The beat was driven by high-tech manufacturing: March industrial output rose 5.7% year-on-year versus 5.3% expected, equipment manufacturing grew 8.9% over the quarter and high-tech manufacturing jumped 12.5%, with 3D printing equipment up 54%, lithium-ion batteries up 40.8% and industrial robots up 33.2%. Consumption remained soft — retail sales growth was 1.7% in March against 2.4% expected — and property investment fell 11.2% year-on-year; fixed asset investment rose only 1.7%. Capital Economics cautions that its China activity proxy (an alternative GDP gauge based on high-frequency indicators) showed growth of just 3% in January-February, arguing the headline upside was essentially construction and industry, with export strength doing the heavy lifting.

The Iran war is expected to bite: Beijing's deputy statistics commissioner Mao Shengyong conceded China 'will definitely be affected to some degree' by the energy shock, which compresses margins in an already hyper-competitive industrial sector while easing deflationary pressure. Xi Jinping is due to meet Donald Trump in Beijing in mid-May, with markets hoping the year-long trade truce will be extended. Coface and the Conference Board flagged fading fiscal support and cautious homebuyers as the main domestic headwinds. Source: Financial Times, 16 April 2026, Joe Leahy, Wenjie Ding, Haohsiang Ko and Thomas Hale.

The story in one line: China printed Q1 2026 GDP growth of 5% — above consensus — powered by high-tech manufacturing and exports, even as domestic consumption and property remained soft and the Iran war threatens external demand.

Key numbers

  • Q1 2026 GDP: +5% year-on-year (vs Bloomberg consensus 4.8%; Q4 2025: +4.5%).
  • Government full-year target: 4.5% to 5%.
  • March industrial output: +5.7% YoY (vs 5.3% expected).
  • Equipment manufacturing: +8.9% in Q1; high-tech manufacturing: +12.5%.
  • 3D printing equipment +54%; lithium-ion batteries +40.8%; industrial robots +33.2%.
  • Retail sales (March): +1.7% (vs 2.4% expected).
  • Property investment: -11.2% YoY. Fixed asset investment: +1.7%.
  • Capital Economics’ China activity proxy: only +3% in Jan-Feb.

Why it matters

The composition of growth matters more than the headline. Almost all the acceleration came from industry and construction, with strength in advanced manufacturing and green tech — the Party’s ‘new quality productive forces’. Property remains in deep contraction and consumer sentiment is tentative despite subsidy-fuelled spending early in 2025. The Iran war is a double-edged sword: higher oil prices drag domestic demand but boost demand abroad for Chinese green-tech exports.

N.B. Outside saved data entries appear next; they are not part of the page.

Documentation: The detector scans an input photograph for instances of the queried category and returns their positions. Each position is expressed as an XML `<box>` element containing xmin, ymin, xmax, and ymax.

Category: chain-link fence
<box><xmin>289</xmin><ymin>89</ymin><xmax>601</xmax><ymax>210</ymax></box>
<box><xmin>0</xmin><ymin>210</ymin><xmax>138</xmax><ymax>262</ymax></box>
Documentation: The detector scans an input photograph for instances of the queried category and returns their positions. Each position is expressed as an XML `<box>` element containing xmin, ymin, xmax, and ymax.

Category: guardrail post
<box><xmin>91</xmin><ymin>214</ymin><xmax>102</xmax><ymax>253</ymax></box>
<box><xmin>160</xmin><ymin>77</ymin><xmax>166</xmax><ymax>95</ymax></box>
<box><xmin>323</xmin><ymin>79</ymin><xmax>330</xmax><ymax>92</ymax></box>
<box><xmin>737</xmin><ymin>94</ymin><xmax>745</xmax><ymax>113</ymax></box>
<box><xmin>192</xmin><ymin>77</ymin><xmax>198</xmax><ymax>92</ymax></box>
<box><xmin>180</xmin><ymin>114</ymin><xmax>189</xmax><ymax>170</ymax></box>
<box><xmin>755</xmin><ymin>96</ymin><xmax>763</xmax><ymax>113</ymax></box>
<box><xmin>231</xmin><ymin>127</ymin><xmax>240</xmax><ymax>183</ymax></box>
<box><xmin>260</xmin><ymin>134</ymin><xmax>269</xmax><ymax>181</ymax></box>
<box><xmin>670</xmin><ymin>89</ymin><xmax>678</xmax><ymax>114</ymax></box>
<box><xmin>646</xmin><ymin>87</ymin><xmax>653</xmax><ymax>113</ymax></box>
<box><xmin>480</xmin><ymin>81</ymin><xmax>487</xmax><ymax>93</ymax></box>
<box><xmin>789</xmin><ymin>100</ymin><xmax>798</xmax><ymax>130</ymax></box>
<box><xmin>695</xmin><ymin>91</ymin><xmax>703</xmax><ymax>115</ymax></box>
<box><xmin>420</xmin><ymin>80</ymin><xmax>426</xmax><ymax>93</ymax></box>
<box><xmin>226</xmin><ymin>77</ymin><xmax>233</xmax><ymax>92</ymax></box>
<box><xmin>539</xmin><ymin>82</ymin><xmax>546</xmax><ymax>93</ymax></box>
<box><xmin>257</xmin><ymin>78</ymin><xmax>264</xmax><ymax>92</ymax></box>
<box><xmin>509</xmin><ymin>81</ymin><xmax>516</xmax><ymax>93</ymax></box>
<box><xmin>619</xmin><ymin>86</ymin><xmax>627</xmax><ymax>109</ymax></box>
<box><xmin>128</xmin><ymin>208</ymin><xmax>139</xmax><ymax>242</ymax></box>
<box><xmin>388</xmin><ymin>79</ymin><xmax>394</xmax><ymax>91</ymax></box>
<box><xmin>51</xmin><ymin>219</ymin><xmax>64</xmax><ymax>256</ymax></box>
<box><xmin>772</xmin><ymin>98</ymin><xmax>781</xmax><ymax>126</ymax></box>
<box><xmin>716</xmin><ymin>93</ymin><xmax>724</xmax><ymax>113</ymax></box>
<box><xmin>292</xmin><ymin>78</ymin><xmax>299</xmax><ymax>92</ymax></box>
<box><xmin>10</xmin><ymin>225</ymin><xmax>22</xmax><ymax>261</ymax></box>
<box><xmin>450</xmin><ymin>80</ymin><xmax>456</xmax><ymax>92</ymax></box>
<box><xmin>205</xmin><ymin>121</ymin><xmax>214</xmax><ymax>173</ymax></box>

That makes the economy more externally dependent just as trade diplomacy with Washington enters a sensitive phase, with a Xi–Trump meeting expected in mid-May.

Takeaway

China is holding the 5% line, but the growth mix tilts further toward export-led industrial output. Watch the May summit outcome and whether Beijing extends consumer subsidies to re-ignite domestic demand.